Spider-Man’s eyelets seem to squint, his mock-anger effusive as he crosses his arms across his chest. “No, of course not. Do I look like I get tired?”
“I don’t know. You’re in a full suit, I can’t tell. I guess you don’t… seem tired. You know, with all the backflips.”
“Want me to do one?”
“On command?” You laugh. “No, that’s okay. Save your strength, Spider-Man.”
“So where are you heading today?” he asks.
There’s a slip of skin peeking out against his neck. You’re surprised he can’t feel the cold there, stepping toward him to point. “I can see your stubble.”
He yanks his mask down. “Hasty getaway.”
“A getaway, undressed? Spider-Man, that’s not very gentlemanly.”
You start to walk toward the Cinemart. Spider-Man, to your strange pleasure, follows. He walks with considerable casualness down the sidewalk by your left, occasionally letting his head turn to chase a distant sound where it echoes from between high-rises and along the busy street. It’s cold and dark, but New York is hectic no matter what, even the residential areas. (Is there such a thing? The neighbourhoods burst with small businesses and backstreet sales, no matter the time.)
“Luckily for you, crime is slow tonight,” he says.
“Lucky me?” You wonder if your acquainted vigilante flirts with every girl he stalks. “You realise I’ve managed to get everywhere I’m going for the last two decades without help?”
“I assume there was more than a little help during that first decade.”
“That’s what you think. I was a super independent toddler.”
Spider-Man tips his head back and laughs, but that laugh is quickly squashed with a cough. “Sure you were.”
“Is there a reason you’re escorting me, Spider-Man?” you ask.
“No. I– I recognised you, I thought I’d say hi.”
“Hi, Spider-Man.”
“Hi.”
“Can I ask you something? Do you work?”
Spider-Man stammers again, “I– yeah. I work. Freelance, mostly.”

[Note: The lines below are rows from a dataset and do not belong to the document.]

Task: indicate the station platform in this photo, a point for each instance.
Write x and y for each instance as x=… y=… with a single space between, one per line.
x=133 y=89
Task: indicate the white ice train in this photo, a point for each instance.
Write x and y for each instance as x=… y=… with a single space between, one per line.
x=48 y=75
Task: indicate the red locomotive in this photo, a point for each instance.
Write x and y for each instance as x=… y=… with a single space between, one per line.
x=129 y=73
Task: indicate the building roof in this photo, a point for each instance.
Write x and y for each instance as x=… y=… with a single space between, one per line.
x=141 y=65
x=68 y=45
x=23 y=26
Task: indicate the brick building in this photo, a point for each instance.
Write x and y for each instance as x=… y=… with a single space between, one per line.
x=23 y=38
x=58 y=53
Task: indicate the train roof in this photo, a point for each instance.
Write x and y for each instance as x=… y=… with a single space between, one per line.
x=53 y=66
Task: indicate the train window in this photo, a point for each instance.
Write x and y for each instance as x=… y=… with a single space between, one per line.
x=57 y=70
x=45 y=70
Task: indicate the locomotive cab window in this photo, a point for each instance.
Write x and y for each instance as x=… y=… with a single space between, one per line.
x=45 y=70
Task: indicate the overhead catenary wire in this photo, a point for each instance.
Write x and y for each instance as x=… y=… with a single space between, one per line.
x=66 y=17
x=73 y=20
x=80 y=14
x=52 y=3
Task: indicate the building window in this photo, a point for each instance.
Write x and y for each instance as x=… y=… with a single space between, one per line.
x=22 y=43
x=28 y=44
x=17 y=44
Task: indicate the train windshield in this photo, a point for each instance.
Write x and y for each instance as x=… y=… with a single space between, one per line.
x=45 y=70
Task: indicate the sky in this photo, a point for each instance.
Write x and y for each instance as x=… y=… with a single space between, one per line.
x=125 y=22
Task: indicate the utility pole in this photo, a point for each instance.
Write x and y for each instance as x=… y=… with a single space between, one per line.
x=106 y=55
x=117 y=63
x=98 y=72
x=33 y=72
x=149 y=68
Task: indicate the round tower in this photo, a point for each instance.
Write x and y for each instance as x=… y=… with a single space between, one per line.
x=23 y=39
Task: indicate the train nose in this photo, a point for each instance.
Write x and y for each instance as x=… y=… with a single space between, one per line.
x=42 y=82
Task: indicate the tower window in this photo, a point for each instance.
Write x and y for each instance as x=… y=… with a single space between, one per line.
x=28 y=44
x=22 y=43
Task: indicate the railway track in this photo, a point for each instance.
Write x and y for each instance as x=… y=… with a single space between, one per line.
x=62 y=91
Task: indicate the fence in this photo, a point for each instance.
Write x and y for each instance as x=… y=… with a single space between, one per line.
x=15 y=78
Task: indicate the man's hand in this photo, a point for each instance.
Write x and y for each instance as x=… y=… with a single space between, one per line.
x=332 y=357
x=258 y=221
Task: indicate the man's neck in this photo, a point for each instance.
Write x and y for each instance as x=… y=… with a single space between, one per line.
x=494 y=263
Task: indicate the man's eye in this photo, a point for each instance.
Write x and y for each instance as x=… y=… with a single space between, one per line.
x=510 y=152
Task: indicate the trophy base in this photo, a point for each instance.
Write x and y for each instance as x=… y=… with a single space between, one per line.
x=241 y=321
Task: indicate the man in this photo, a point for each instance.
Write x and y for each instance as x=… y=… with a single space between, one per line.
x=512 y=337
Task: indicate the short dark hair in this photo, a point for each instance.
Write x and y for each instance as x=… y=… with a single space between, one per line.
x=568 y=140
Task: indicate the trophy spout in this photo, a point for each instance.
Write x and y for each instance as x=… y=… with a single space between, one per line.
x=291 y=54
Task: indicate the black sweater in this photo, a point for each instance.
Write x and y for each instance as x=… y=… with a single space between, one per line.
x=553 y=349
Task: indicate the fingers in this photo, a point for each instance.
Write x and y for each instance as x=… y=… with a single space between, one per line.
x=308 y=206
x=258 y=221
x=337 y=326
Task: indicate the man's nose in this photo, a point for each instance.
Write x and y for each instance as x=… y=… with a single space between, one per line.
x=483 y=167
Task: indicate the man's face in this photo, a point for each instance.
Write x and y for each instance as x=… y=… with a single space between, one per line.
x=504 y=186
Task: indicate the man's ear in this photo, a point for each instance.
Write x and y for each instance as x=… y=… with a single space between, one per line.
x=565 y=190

“I was wondering how you fit all the crime fighting into your life, is all. University is tough enough.” You let the wind bat your scarf off of your shoulder. “I couldn’t do what you do.”
“Yeah, you could.”
He sounds sure.
“How would you know?” you ask. “Maybe I’m awful when you’re not walking me around. I hate New York. I hate people.”
“No, you don’t. You’re not awful. Don’t ask me how I know, ‘cos I just know.”
You try not to look at him. If you look at him, you’re gonna smile at him like he hung the moon. “Well, tonight I’m going to be dreadfully selfish. My friend said he’d buy my movie ticket and take me out for dinner, a real dinner, the mac and cheese with imitation lobster at Benny’s. Have you tried that?”
Spider-Man takes a big step. “Tonight?” he asks.
“Yep, tonight. That’s where I’m going, the Cinemart.” You frown at his hand pressing into his stomach. “Are you okay? You look like you’re gonna throw up.”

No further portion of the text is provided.